Филипп Клодель - Серые души
Деспио смотрел на июньское небо, дышал его прелестью. Ночь подкрадывалась мелкими шажками. Я только слушал да порой подзывал официанта, чтобы наши стаканы не пустели. Вокруг нас на террасе сидело много народа, легкомысленного и веселого, но, думаю, мы там были единственными, кто вздрагивал от холода.
– Я стоял перед окном, отступив немного, – продолжил Деспио. – Не мог оторвать глаз от тела мальчишки. Он по-собачьи свернулся калачиком на корнях дерева, и мне было видно, как он шевелится, дрожит, не переставая. Тут я заплакал, клянусь, слезы потекли сами по себе, а я даже не старался их остановить. И вдруг он завыл, как зверь, говорят, так волки выли, когда они еще водились в наших лесах, и уже не останавливался, а судья с полковником смеялись за стенкой все пуще, я их слышал. А завывания мальчугана вонзались мне в сердце как клыки.
Я представляю себе Мьерка и Мациева стоящими лицами к окну, спинами к огню, с рюмками дорогого коньяка в руках. Их животы готовы лопнуть от избытка жратвы, а они болтают об охоте на зайца, об астрономии или о переплетном деле, поглядывая на голого мальчишку, который корчится на земле. Я всего лишь воображаю это, но не думаю, что слишком ошибаюсь.

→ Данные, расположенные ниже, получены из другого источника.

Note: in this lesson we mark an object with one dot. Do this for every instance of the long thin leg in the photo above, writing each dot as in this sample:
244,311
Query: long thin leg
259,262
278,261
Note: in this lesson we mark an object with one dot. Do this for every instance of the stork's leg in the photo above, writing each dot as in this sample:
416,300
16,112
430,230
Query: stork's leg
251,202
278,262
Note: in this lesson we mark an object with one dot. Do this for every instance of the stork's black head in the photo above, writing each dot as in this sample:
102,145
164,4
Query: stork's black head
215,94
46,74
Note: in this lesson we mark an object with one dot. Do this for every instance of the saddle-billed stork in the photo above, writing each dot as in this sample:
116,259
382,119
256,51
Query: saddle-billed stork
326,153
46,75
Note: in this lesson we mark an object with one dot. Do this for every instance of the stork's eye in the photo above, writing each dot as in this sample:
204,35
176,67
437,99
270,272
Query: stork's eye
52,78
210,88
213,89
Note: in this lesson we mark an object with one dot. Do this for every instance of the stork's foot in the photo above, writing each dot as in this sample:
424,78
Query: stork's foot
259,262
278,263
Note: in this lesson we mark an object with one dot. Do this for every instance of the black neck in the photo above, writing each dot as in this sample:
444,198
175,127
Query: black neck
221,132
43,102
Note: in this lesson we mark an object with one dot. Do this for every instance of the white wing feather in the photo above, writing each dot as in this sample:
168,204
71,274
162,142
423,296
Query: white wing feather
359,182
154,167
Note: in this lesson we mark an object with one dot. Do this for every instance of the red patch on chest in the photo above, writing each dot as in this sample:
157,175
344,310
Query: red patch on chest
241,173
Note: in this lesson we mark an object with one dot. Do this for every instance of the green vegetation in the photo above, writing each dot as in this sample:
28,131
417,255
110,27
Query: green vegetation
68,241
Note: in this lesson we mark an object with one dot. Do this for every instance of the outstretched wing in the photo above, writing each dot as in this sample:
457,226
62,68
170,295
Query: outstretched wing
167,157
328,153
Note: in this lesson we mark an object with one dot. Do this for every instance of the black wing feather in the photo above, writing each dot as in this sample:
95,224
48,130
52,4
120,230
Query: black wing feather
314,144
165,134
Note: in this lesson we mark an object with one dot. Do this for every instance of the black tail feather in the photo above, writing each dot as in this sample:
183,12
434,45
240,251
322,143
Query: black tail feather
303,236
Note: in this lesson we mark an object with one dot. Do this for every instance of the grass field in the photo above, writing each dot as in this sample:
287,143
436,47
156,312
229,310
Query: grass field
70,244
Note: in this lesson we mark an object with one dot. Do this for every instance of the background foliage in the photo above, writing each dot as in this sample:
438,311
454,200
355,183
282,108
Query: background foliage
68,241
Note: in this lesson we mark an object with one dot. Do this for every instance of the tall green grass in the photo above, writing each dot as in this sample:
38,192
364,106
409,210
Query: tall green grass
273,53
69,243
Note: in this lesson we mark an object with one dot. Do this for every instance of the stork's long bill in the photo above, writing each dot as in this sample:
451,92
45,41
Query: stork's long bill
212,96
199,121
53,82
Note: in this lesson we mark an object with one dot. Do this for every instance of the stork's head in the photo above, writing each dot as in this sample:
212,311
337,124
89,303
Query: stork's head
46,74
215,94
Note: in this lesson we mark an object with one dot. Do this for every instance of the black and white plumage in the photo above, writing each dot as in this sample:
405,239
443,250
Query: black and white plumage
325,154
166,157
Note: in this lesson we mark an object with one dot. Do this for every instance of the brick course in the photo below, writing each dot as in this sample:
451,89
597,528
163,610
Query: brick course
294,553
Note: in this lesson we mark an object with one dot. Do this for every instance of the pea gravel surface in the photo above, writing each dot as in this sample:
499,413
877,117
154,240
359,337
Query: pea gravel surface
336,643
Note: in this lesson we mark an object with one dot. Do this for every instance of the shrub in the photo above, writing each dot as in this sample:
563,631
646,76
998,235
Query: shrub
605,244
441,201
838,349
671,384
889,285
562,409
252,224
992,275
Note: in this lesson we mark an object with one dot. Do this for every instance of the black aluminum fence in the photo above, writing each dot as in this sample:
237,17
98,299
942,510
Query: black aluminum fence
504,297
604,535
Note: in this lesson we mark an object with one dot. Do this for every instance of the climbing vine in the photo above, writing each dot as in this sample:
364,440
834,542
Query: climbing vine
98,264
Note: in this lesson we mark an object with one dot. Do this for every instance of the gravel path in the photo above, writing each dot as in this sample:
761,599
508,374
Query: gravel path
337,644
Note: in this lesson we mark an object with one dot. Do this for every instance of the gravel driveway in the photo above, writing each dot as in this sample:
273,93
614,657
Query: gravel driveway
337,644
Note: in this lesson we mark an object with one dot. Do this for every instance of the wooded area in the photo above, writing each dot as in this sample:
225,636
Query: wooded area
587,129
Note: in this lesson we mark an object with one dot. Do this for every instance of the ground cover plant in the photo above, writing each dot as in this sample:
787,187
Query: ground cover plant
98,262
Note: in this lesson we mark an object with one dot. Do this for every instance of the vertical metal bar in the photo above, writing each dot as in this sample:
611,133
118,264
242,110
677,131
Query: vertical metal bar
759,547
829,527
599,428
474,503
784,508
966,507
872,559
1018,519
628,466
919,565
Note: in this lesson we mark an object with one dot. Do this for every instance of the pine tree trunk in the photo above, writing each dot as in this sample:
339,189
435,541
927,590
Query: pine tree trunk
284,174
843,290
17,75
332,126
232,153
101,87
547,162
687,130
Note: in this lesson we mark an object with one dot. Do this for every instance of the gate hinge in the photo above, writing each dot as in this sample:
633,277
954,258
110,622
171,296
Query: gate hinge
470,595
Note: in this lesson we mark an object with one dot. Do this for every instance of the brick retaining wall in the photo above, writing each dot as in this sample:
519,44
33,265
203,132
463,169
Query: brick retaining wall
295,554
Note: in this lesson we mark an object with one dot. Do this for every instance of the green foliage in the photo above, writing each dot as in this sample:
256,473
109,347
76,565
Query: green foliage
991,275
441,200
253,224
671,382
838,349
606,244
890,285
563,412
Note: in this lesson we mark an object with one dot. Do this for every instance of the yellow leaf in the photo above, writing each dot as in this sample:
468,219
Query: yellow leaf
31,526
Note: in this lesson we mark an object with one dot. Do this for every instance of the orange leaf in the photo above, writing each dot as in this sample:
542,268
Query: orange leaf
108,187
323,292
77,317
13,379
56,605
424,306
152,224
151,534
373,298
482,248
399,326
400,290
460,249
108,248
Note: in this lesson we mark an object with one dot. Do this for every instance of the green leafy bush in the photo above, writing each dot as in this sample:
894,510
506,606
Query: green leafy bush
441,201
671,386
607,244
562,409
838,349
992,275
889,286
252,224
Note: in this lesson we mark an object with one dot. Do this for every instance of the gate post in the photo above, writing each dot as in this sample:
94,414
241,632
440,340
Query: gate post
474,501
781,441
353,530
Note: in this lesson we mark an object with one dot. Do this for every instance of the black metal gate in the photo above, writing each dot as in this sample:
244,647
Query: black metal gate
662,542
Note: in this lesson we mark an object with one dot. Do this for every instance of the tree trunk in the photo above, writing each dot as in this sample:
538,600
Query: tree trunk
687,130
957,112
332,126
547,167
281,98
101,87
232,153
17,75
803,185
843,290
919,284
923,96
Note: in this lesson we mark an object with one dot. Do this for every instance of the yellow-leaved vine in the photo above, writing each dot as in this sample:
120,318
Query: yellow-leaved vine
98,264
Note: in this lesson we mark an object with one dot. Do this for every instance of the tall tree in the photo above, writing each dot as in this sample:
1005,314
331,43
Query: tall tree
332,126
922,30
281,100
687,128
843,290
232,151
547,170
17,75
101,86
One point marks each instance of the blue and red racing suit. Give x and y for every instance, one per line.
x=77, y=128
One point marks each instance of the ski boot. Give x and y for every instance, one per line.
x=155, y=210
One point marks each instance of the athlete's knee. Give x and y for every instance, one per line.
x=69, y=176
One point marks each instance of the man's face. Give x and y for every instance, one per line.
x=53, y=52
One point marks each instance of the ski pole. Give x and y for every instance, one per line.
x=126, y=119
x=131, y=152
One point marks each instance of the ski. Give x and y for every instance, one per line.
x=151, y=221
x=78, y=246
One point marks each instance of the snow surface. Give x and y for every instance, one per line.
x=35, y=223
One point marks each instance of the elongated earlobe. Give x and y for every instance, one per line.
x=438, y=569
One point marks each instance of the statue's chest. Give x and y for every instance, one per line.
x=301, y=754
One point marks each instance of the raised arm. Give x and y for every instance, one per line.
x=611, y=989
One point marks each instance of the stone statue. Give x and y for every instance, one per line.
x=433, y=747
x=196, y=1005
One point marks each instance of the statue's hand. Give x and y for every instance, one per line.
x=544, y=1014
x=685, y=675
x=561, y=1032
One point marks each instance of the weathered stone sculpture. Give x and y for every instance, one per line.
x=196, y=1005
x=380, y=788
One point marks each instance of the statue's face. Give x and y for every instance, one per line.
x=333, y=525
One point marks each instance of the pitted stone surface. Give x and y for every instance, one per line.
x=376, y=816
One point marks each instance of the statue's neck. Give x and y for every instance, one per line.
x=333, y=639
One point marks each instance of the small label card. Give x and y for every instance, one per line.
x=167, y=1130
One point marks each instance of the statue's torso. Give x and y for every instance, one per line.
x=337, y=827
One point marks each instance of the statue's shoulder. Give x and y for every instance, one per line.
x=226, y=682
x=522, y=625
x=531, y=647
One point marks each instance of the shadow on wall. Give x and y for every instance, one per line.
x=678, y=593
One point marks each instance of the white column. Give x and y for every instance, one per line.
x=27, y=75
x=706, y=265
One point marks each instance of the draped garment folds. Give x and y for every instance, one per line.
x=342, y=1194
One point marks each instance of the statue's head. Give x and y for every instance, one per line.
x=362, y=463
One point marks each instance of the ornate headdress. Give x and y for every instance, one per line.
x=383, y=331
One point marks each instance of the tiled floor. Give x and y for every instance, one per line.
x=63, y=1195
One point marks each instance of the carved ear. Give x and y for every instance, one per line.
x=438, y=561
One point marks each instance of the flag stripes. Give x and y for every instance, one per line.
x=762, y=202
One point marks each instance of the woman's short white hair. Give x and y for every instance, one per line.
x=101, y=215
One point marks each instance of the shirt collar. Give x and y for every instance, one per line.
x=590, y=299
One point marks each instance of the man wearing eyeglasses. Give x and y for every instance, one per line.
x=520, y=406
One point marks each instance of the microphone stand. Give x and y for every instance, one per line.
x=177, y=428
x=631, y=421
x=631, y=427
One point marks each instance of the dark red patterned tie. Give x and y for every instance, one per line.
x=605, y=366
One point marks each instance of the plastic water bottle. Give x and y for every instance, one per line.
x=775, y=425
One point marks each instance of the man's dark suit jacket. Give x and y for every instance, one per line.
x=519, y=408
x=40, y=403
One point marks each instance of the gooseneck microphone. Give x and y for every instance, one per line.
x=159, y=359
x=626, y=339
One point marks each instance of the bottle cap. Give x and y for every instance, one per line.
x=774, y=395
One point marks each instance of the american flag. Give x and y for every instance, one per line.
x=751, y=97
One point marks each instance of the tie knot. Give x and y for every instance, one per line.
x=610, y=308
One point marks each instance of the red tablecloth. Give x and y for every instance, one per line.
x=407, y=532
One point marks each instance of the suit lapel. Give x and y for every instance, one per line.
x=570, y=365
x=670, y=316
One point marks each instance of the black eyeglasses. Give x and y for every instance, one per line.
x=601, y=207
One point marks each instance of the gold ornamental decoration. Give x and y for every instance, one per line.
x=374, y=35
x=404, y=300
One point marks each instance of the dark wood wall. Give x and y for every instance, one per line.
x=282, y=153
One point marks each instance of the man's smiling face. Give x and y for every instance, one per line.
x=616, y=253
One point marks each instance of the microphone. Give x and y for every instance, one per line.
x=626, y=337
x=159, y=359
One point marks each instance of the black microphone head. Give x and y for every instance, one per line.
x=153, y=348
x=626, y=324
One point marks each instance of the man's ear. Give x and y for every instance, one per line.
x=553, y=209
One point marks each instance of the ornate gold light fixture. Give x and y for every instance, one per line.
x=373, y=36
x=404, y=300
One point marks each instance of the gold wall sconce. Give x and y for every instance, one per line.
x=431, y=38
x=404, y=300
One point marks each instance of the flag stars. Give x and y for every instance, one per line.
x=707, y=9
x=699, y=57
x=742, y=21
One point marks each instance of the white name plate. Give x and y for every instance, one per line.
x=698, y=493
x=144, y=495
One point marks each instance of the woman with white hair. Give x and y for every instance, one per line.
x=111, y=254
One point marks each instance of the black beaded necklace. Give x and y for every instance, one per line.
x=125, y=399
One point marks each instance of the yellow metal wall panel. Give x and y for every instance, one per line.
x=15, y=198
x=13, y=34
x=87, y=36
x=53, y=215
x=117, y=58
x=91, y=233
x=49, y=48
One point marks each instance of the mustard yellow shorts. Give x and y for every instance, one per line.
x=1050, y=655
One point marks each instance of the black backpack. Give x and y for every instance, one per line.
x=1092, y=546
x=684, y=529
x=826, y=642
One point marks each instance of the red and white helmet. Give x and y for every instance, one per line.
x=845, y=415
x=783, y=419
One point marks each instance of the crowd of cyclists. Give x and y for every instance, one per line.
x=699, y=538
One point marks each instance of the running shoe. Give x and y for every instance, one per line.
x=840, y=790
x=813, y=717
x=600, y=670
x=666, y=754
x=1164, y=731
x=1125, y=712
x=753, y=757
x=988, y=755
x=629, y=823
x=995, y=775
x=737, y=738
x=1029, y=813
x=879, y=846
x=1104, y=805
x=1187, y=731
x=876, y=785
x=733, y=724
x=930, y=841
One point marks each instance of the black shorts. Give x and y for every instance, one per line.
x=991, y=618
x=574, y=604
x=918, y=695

А вот что точно: немного погодя Деспио заметил, как полковник вышел во двор еще раз и, подойдя к узнику, потрогал его носком сапога, трижды слегка постучав по спине и животу, как проверяют, сдохла ли собака. Мальчишка пытался схватить сапог, наверняка умоляя, но Мациев оттолкнул его, пнув каблуком в лицо. Маленький бретонец застонал, потом взвыл еще пуще, когда полковник вылил ему на грудь воду из кувшина, который держал в руке.
– Его голос, слышали бы вы его голос, впрочем, это был уже не совсем человеческий голос, да к тому же он выкрикивал какие-то бессвязные, просто идущие одно за другими слова, которые ничего не значили, а потом вдруг, в самом конце этой литании, заорал, что да, да, да, это был он, и он признается во всем, в убийстве, во всех убийствах, это он убил, точно он… Его уже было не остановить.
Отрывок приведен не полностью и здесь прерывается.